Between 60 and 80 vehicles were parked above a snow-covered embankment near the Maple Creek intersection of the Trans-Canada Highway.
The convoy of trucks and cars had left British Columbia on the weekend on a cross-country trip to Ottawa, protesting the federal government’s new vaccine mandate for cross-border truckers, which came into effect on January 15.
Canadian truckers now must show they have had two doses of an mRNA vaccine, or one dose of a Johnson & Johnson jab, to avoid tough testing requirements and a 14-day quarantine.
On Monday, the convoy held rallies in Calgary and Medicine Hat, before heading to Regina. It rolled past Maple Creek at about 3.50pm, more than two hours later than originally expected. Vehicles came in waves, sometimes grouped together, sometimes spaced out.

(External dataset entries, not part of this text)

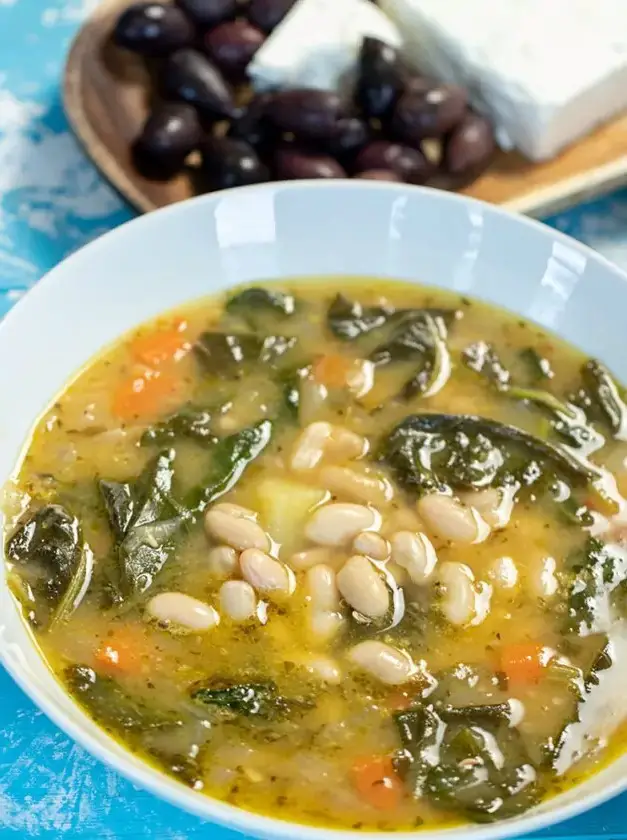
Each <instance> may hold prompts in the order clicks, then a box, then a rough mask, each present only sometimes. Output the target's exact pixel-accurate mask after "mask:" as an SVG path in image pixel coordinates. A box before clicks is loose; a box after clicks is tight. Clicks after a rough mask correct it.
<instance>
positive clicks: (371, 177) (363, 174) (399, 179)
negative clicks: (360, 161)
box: [355, 169, 403, 182]
mask: <svg viewBox="0 0 627 840" xmlns="http://www.w3.org/2000/svg"><path fill="white" fill-rule="evenodd" d="M355 177H356V178H363V179H364V180H366V181H397V182H398V181H402V180H403V179H402V178H399V176H398V175H397V174H396V172H392V170H391V169H367V170H366V171H365V172H360V173H359V174H358V175H355Z"/></svg>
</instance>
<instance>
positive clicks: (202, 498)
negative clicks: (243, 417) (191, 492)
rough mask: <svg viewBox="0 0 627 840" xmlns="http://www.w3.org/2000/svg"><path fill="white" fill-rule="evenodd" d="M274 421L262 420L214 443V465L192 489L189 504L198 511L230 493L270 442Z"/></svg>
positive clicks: (190, 507)
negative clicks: (226, 494)
mask: <svg viewBox="0 0 627 840" xmlns="http://www.w3.org/2000/svg"><path fill="white" fill-rule="evenodd" d="M271 438H272V421H271V420H261V421H260V422H259V423H256V424H255V425H254V426H250V427H248V428H247V429H243V430H242V431H240V432H236V433H235V434H233V435H230V436H229V437H226V438H223V439H222V440H219V441H218V442H217V443H215V444H214V445H213V447H211V449H210V450H209V451H210V454H211V467H210V470H209V474H208V475H207V477H206V479H205V481H204V482H203V485H202V487H200V488H197V489H196V490H194V491H192V493H191V494H190V496H189V498H188V504H187V507H188V508H189V509H190V510H193V511H195V512H201V511H203V510H204V509H205V508H206V507H207V505H209V504H211V503H212V502H214V501H215V500H216V499H218V498H219V497H220V496H223V495H224V494H225V493H228V491H229V490H231V489H232V488H233V487H234V486H235V484H236V483H237V482H238V481H239V479H240V478H241V477H242V475H243V473H244V470H245V469H246V468H247V467H248V466H249V465H250V464H251V463H252V462H253V461H254V460H255V458H257V457H258V456H259V455H260V454H261V453H262V452H263V451H264V449H265V448H266V447H267V446H268V444H269V443H270V440H271Z"/></svg>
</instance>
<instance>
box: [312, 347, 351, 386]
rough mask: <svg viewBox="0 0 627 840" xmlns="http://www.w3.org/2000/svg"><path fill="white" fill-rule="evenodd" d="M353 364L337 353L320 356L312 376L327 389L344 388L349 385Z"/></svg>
mask: <svg viewBox="0 0 627 840" xmlns="http://www.w3.org/2000/svg"><path fill="white" fill-rule="evenodd" d="M352 367H353V363H352V362H351V360H350V359H347V358H345V357H344V356H340V355H338V354H337V353H333V354H330V355H328V356H320V358H319V359H318V360H317V361H316V362H314V365H313V369H312V375H313V378H314V379H315V381H316V382H317V383H318V384H319V385H325V386H326V387H327V388H344V387H345V386H346V384H347V383H348V379H349V375H350V372H351V369H352Z"/></svg>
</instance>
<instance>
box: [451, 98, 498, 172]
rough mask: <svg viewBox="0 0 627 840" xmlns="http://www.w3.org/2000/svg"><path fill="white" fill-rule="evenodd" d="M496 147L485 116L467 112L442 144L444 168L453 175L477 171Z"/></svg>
mask: <svg viewBox="0 0 627 840" xmlns="http://www.w3.org/2000/svg"><path fill="white" fill-rule="evenodd" d="M495 149H496V143H495V140H494V131H493V130H492V126H491V125H490V123H489V122H488V120H486V118H485V117H481V116H479V114H473V113H472V112H469V113H468V114H467V115H466V117H465V118H464V120H463V121H462V122H461V123H460V124H459V125H458V126H457V127H456V128H454V129H453V131H452V132H451V134H450V135H449V137H448V138H447V140H446V143H445V144H444V155H443V163H444V168H445V170H447V171H448V172H450V173H452V174H453V175H462V174H465V173H470V172H475V171H476V172H477V174H478V171H479V170H480V169H482V168H483V167H485V166H487V164H488V163H489V162H490V159H491V157H492V155H493V154H494V151H495Z"/></svg>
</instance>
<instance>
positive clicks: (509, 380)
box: [463, 341, 602, 452]
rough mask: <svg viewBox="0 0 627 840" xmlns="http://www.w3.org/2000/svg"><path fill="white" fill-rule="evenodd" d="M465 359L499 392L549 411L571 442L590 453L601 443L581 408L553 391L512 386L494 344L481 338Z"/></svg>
mask: <svg viewBox="0 0 627 840" xmlns="http://www.w3.org/2000/svg"><path fill="white" fill-rule="evenodd" d="M463 359H464V362H465V364H466V365H467V367H469V368H470V369H471V370H473V371H475V373H478V374H480V375H481V376H483V377H484V378H485V379H486V380H487V381H488V382H489V383H490V385H491V386H492V387H494V388H495V389H496V390H497V391H499V392H500V393H503V394H505V395H506V396H508V397H510V398H511V399H515V400H522V401H524V402H527V403H532V404H533V405H534V406H536V407H537V408H539V409H540V410H542V411H543V412H544V413H545V414H547V415H548V416H549V418H550V420H551V426H552V428H553V429H554V430H555V431H556V432H557V433H558V434H559V435H560V437H562V438H563V439H564V440H565V442H566V443H568V444H569V445H571V446H574V447H577V448H580V447H585V449H586V451H588V452H589V451H592V450H593V449H596V448H598V447H599V445H601V444H602V440H599V439H598V435H596V433H595V432H594V429H592V428H591V427H590V426H589V425H588V424H587V421H586V417H585V415H584V414H583V412H582V411H581V409H578V408H576V407H575V406H574V405H571V404H570V403H567V402H564V401H563V400H560V399H559V398H558V397H556V396H555V395H554V394H552V393H551V392H550V391H544V390H541V389H538V388H528V387H519V386H515V385H513V384H512V377H511V374H510V372H509V370H508V369H507V368H506V367H505V365H504V364H503V362H502V361H501V359H500V358H499V356H498V354H497V352H496V351H495V349H494V348H493V347H492V345H490V344H486V343H485V342H484V341H478V342H476V343H475V344H472V345H470V346H469V347H467V348H466V349H465V350H464V353H463Z"/></svg>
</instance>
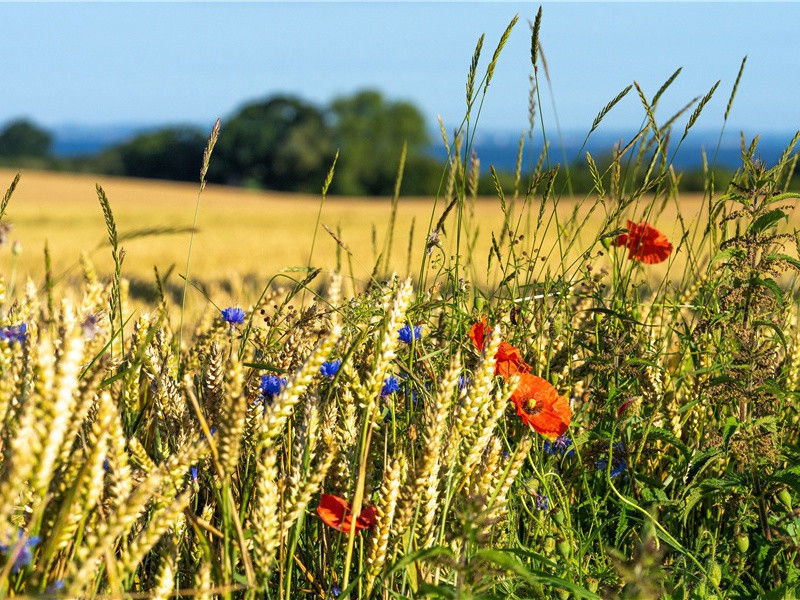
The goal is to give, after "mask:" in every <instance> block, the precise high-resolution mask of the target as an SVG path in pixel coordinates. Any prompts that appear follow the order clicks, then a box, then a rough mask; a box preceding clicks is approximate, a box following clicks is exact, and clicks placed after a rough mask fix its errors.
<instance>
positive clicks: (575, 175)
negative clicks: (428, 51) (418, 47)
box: [0, 90, 731, 196]
mask: <svg viewBox="0 0 800 600" xmlns="http://www.w3.org/2000/svg"><path fill="white" fill-rule="evenodd" d="M208 134H209V132H208V131H205V130H202V129H200V128H198V127H194V126H170V127H164V128H161V129H157V130H153V131H148V132H145V133H142V134H140V135H137V136H135V137H133V138H132V139H130V140H127V141H124V142H122V143H119V144H116V145H113V146H111V147H108V148H106V149H104V150H102V151H100V152H97V153H95V154H92V155H86V156H78V157H56V156H53V154H52V152H51V146H52V142H53V139H52V136H51V134H50V133H48V132H47V131H46V130H44V129H42V128H40V127H37V126H36V125H35V124H33V123H31V122H29V121H25V120H17V121H13V122H11V123H9V124H7V125H6V126H5V127H4V128H3V129H2V130H0V164H6V165H10V166H15V167H19V166H26V167H34V168H45V169H55V170H63V171H79V172H91V173H98V174H106V175H122V176H129V177H145V178H153V179H168V180H176V181H197V179H198V177H199V165H200V164H201V162H202V157H203V151H204V149H205V146H206V143H207V139H208ZM404 144H405V145H406V148H407V151H406V159H405V169H404V174H403V181H402V193H403V194H404V195H409V196H424V195H432V194H434V193H435V192H436V190H437V188H438V187H439V184H440V182H441V180H442V172H443V164H442V162H441V160H439V159H437V158H435V157H433V156H431V154H430V147H431V140H430V136H429V133H428V128H427V124H426V122H425V119H424V117H423V115H422V113H421V112H420V111H419V109H417V108H416V107H415V106H414V105H413V104H411V103H409V102H405V101H396V100H390V99H387V98H384V97H383V96H382V95H381V94H380V93H379V92H377V91H374V90H362V91H359V92H356V93H355V94H352V95H350V96H343V97H340V98H336V99H334V100H333V101H332V102H330V103H329V104H328V105H325V106H317V105H315V104H312V103H310V102H307V101H305V100H303V99H301V98H298V97H296V96H290V95H282V94H278V95H273V96H270V97H267V98H264V99H262V100H258V101H255V102H250V103H247V104H245V105H244V106H242V107H241V108H240V109H239V110H237V111H236V112H235V113H234V114H233V115H231V116H230V117H228V118H227V119H224V120H223V125H222V131H221V134H220V137H219V141H218V142H217V145H216V147H215V149H214V156H213V159H212V161H211V165H210V169H209V172H208V181H209V182H211V183H220V184H227V185H236V186H244V187H252V188H258V189H271V190H280V191H291V192H309V193H316V192H318V191H319V190H320V187H321V185H322V182H323V181H324V180H325V177H326V175H327V173H328V171H329V169H330V167H331V164H332V163H333V159H334V156H335V155H336V152H337V150H339V157H338V160H337V163H336V174H335V177H334V178H333V181H332V183H331V187H330V190H329V192H330V193H331V194H339V195H353V196H362V195H366V196H386V195H390V194H392V193H393V191H394V186H395V179H396V176H397V170H398V165H399V163H400V154H401V152H402V148H403V146H404ZM609 162H610V156H601V157H597V165H598V167H600V169H601V172H602V170H603V169H604V166H607V165H608V164H609ZM639 175H641V174H639ZM555 176H556V181H555V182H554V183H555V185H556V187H557V188H558V189H564V190H569V189H571V190H572V191H573V193H578V194H586V193H591V192H592V191H593V189H594V179H593V177H592V174H591V169H590V168H589V165H588V163H587V162H586V161H585V160H583V159H582V160H579V161H577V162H575V163H573V164H571V165H569V168H565V167H564V165H561V167H560V168H559V170H558V172H557V174H556V175H555ZM730 176H731V172H730V171H728V170H725V169H718V171H717V173H716V174H715V179H716V181H717V184H718V185H717V189H720V187H719V186H720V185H725V184H726V183H727V181H728V180H729V178H730ZM567 178H568V179H569V181H567ZM634 178H636V175H634ZM497 179H498V182H499V184H500V185H501V187H502V188H503V189H505V190H508V189H509V188H513V187H514V179H515V177H514V175H513V174H511V173H507V172H502V171H500V172H498V173H497ZM524 179H525V178H524V177H523V181H524ZM705 181H706V177H705V176H704V175H703V173H702V172H701V171H699V170H687V171H684V172H683V173H681V179H680V185H679V187H680V188H681V189H682V190H683V191H702V190H703V186H704V185H705ZM478 193H480V194H487V195H493V194H495V193H496V185H495V181H494V180H493V179H492V178H491V177H490V175H489V173H488V168H483V169H482V176H481V177H480V179H479V182H478Z"/></svg>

There were huge cheers when Tim Udal, a local trucker, his blue “Double V Trucking” vehicle adorned with a Canadian flag, joined the procession. His intention is to go all the way to Parliament Hill in Ottawa on January 29.
One of those watching was Bill DeRepentigny, commonly known in Maple Creek as Wild Bill.
He made a late decision to travel with the convoy to Swift Current.
“I’m so glad I did,” he said, adding that he got a clear indication of the extent of support for the truckers.
Almost everywhere he looked, there were groups of supporters – in Piapot, alongside the highway, and in Swift Current.
Wild Bill said he detected widespread COVID restrictions fatigue.
“We got vaccinated, we did everything we were supposed to do, and we still can’t go out and do what we want.”
The rules had proved extremely divisive, he said, and did not appear effective.
Those who disagreed with mandates should not be made to feel like “lesser persons”, he added.
“I think people are so tired of it all,” he said.
One of the supporters at the Maple Creek intersection was Gabriel Chudleigh. Her placard read: “Path Of The Heart.”
Asked why she had attended, she said: “It’s about freedom.”
Claire Pollock arrived with her husband, Ross; the couple are ministers of the Diamond C. Cowboy Church in Maple Creek.
“I would like to say ‘thank you’ to all the truckers for doing what we cannot do,” Claire said.
Describing truckers as a brotherhood and sisterhood, she praised them for standing up against government in a unified way.